The joeysvowels
package provides a handful of datasets, some subsets of others, that contain formant measurements and other information about the vowels in my own speech. The purpose of the package is to make vowel data easily accessible for demonstrating code snippets when demonstrating working with sociophonetic data.
There are no functions contained in joeysvowels
; it’s a data-only package.
You can install joeysvowels
through GitHub:
remotes::install_github("joeystanley/joeysvowels")
You can then load the package like normally:
library(joeysvowels)
Currently, there are six datasets contained in joeysvowels
:
darla
is one that was prepared using pretty standard methods, using the DARLA web interface to automatically transcribe, force-align, and extract formants from the audio. The audio was me reading 300 prepared sentences. It’s a bit of a noisy dataset, so it’s a good example of working with real data. It is also very close to the format that FAVE exports its data, so any examples that use darla
can be easily modified to another FAVE-produced spreadsheet.
coronals
is a much cleaner, more controlled dataset. You can read about the methods by viewing the documentation (?coronals
). Essentially, I read a bunch of (C)CVC(C) nonce words where the consonants were (almost) all coronal. All my vowel phonemes are represented. I aligned and extracted formants from the data myself. Four formants were extracted every 5% of the vowels’ durations, so great for demonstrating functions and visuals involving vowel trajectories.
midpoints
is a subset of coronals
and contains only the midpoints from F1 and F2.
mouth
is a subset of coronals
and is only the MOUTH (/aw/) vowel.
mouth_lite
is a subset of mouth
and trims away most of the columns and only contains 10 tokens.
idahoans
contains formant measurements from 11 individuals from the state of Idaho in the US. This is great for testing normalization functions.
You can access the datasets using data()
. I’ll briefly visualize the datasets.
The darla
dataset is messy.
data(darla) ggplot(darla, aes(F2, F1, color = vowel)) + geom_point() + scale_x_reverse() + scale_y_reverse()
The coronals
trajectories show clear influence from the surrounding consonants.
data(coronals) avg_trajs <- coronals %>% group_by(vowel, percent) %>% summarize(across(c(F1, F2), mean)) %>% print()

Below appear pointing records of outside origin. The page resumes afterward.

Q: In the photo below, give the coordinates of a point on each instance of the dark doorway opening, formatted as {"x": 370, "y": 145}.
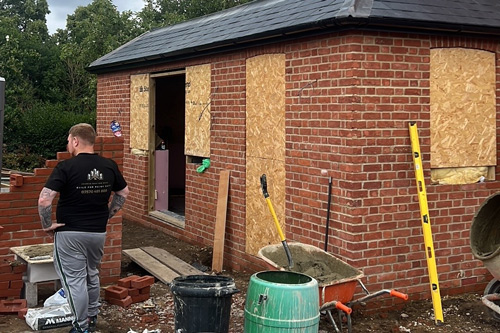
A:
{"x": 170, "y": 170}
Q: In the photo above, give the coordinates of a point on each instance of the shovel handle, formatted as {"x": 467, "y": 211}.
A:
{"x": 398, "y": 294}
{"x": 263, "y": 185}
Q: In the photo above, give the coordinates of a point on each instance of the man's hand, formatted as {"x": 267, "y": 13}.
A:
{"x": 53, "y": 227}
{"x": 45, "y": 210}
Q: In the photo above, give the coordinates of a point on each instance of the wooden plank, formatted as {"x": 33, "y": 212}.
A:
{"x": 220, "y": 221}
{"x": 174, "y": 263}
{"x": 152, "y": 265}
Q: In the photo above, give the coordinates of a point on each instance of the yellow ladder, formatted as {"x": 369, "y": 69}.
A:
{"x": 426, "y": 224}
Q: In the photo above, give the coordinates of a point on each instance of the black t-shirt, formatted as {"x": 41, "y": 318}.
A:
{"x": 85, "y": 183}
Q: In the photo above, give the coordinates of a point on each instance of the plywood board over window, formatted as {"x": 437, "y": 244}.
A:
{"x": 463, "y": 114}
{"x": 139, "y": 112}
{"x": 265, "y": 148}
{"x": 198, "y": 99}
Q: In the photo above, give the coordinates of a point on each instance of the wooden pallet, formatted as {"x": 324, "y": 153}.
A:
{"x": 160, "y": 263}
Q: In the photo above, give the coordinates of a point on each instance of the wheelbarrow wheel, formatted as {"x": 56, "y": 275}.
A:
{"x": 493, "y": 288}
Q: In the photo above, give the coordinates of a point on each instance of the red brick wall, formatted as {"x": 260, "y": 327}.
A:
{"x": 21, "y": 222}
{"x": 349, "y": 99}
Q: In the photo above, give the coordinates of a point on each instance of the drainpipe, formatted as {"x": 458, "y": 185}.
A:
{"x": 2, "y": 104}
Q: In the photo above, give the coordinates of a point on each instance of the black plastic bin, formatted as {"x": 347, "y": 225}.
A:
{"x": 202, "y": 303}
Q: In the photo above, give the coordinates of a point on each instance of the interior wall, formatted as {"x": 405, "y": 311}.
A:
{"x": 169, "y": 125}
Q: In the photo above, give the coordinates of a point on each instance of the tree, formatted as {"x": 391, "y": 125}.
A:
{"x": 160, "y": 13}
{"x": 91, "y": 32}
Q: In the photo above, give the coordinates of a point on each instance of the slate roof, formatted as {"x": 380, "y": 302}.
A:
{"x": 271, "y": 20}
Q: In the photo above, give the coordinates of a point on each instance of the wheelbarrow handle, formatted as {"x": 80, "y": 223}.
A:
{"x": 337, "y": 305}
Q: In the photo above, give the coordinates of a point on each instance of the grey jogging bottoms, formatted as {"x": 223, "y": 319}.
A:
{"x": 77, "y": 256}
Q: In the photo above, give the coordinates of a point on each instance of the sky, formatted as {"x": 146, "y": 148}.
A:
{"x": 60, "y": 9}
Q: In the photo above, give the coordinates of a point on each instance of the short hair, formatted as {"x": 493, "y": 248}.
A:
{"x": 84, "y": 132}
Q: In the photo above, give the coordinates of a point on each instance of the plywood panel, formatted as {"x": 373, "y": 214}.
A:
{"x": 198, "y": 99}
{"x": 463, "y": 117}
{"x": 139, "y": 111}
{"x": 265, "y": 150}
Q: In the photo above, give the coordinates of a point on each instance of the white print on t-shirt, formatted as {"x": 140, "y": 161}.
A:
{"x": 94, "y": 175}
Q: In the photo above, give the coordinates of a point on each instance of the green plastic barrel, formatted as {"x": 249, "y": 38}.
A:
{"x": 281, "y": 301}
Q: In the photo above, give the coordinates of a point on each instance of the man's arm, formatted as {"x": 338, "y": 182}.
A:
{"x": 45, "y": 209}
{"x": 118, "y": 201}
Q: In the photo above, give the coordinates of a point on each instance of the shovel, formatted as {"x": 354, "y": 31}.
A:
{"x": 263, "y": 184}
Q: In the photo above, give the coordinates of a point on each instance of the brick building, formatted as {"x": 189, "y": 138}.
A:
{"x": 305, "y": 92}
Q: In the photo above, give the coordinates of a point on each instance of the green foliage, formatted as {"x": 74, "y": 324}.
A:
{"x": 38, "y": 134}
{"x": 160, "y": 13}
{"x": 47, "y": 87}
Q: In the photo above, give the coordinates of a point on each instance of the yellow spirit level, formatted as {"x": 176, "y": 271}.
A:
{"x": 426, "y": 224}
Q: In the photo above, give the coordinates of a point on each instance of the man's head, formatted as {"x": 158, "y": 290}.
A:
{"x": 81, "y": 138}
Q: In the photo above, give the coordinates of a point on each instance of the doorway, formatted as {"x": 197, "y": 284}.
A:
{"x": 170, "y": 161}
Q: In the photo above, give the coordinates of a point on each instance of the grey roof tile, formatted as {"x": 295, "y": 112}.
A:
{"x": 267, "y": 18}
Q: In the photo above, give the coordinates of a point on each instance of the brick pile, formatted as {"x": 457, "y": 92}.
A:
{"x": 129, "y": 290}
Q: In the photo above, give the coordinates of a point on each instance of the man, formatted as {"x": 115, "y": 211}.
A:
{"x": 84, "y": 183}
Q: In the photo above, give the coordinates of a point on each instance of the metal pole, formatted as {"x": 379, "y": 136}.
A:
{"x": 2, "y": 107}
{"x": 328, "y": 212}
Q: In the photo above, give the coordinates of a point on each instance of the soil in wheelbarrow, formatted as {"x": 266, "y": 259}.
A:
{"x": 311, "y": 261}
{"x": 462, "y": 314}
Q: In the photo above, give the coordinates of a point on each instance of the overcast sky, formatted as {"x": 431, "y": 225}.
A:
{"x": 60, "y": 9}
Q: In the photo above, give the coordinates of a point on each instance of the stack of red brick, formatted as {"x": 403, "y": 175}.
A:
{"x": 11, "y": 284}
{"x": 129, "y": 290}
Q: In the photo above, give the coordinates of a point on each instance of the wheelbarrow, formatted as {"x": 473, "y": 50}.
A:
{"x": 485, "y": 246}
{"x": 337, "y": 280}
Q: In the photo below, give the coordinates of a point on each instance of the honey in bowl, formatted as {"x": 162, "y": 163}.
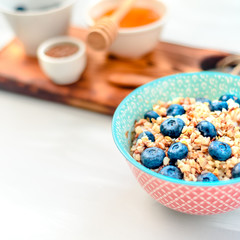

## `summarise()` regrouping output by 'vowel' (override with `.groups` argument)
## # A tibble: 273 x 4
## # Groups: vowel [13]
## vowel percent F1 F2
## <fct> <dbl> <dbl> <dbl>
## 1 LOT 0 454. 1616.
## 2 LOT 5 592. 1346.
## 3 LOT 10 648. 1283.
## 4 LOT 15 651. 1238.
## 5 LOT 20 661. 1178.
## 6 LOT 25 651. 1176.
## 7 LOT 30 636. 1152.
## 8 LOT 35 630. 1148.
## 9 LOT 40 633. 1153.
## 10 LOT 45 625. 1158.
## # … with 263 more rows
ggplot(avg_trajs, aes(F2, F1, color = vowel)) + geom_path(aes(group = vowel), arrow = arrow(angle = 20, length = unit(0.15, "in"), type = "closed")) + scale_x_reverse() + scale_y_reverse()
midpoints
is pretty clean.
data(midpoints) ggplot(midpoints, aes(F2, F1, color = vowel)) + geom_point() + scale_x_reverse() + scale_y_reverse()
mouth
shows pretty good trajectories.
mouth_lite
is just smaller.
data(mouth_lite) ggplot(mouth_lite, aes(percent, hz, color = formant)) + geom_path(aes(group = traj_id))
data(idahoans) ggplot(idahoans, aes(F2, F1, color = vowel)) + geom_point() + scale_x_reverse() + scale_y_reverse() + facet_wrap(~speaker)